Modules can hook into the entity language negotiation process and alter it based on the contextual data passed along via hook_language_fallback_candidates_alter(). There is also an operation-specific version of the hook: hook_language_fallback_candidates_OPERATION_alter().

This API is not limited to entities, but contextual data allows us to tell when entities are involved. In fact, the entity object is always part of the contextual data. The default operation (entity_view) works correctly for view builders and form handlers. Entity language negotiation is automatically applied to entities being referenced in the current route's path (e.g., node/1), so in these cases there is no need to explicitly instantiate a translation object: the correct one is provided by default. The same is true for all the hook_form_alter() implementations and the various callback functions involved in entity form building and entity rendering.

Entity Translation Handling

If your code explicitly needs to deal with translations, and it needs to act on all translations instead of just dealing with the active one, there are a few useful methods to help with that.

    // Acting an all translations.
    $languages = $entity->getTranslationLanguages();
    foreach ($languages as $langcode => $language) {
      $translation = $entity->getTranslation($langcode);
      entity_do_stuff($translation);
    }

    // Creating a new translation after checking it does not exist.
    if (!$entity->hasTranslation('fr')) {
      $translation = $entity->addTranslation('fr', array('field_foo' => 'bag'));
    }

    // Which is equivalent to the following code, although if an invalid language
    // code is specified an exception is thrown
    $translation = $entity->getTranslation('fr');
    $translation->field_foo->value = 'bag';

    // Accessing a field on a removed translation object causes an exception to be
    // thrown.
    $translation = $entity->getTranslation('it');
    $entity->removeTranslation('it');
    $value = $translation->field_foo->value; // throws an exception

What is Missing?

Okay, this sounds great (hopefully), but is it really as cool as it sounds?

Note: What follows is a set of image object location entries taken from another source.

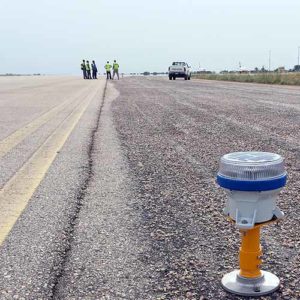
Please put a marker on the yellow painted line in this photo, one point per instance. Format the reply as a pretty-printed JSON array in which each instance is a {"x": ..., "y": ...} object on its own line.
[
  {"x": 19, "y": 189},
  {"x": 19, "y": 135}
]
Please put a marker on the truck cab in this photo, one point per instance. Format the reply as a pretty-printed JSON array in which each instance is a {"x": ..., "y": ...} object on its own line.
[{"x": 179, "y": 70}]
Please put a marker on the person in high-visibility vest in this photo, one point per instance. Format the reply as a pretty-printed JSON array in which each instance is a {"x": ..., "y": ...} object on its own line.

Not yet. There is some more work to do to make all of this perform flawlessly:

  • We still need to finalize the SQL storage API to make it possible to actually switch between table layouts. The foundational code is in place, but the entity-type-specific storage handlers need to be updated to deal with it.
  • The Content Translation UI still needs some TLC with UX improvements, and UI polishing would be more than welcome.
  • And last but not least: bug fixing. You know, from time to time, in the process of rewriting core, we inadvertently introduce a bug or two. We were not able to fix them all so far. Maybe you will?

Ad Maiora

To sum up, even if some care from developers is still required when designing and coding a functionality that may end up operating in a multilingual environment, we truly believe we built a system far superior to what we have in Drupal 7, a system allowing us to minimize the effort required to make things simply work properly.

So what you are waiting for? Make Drupal 8 shine even brighter!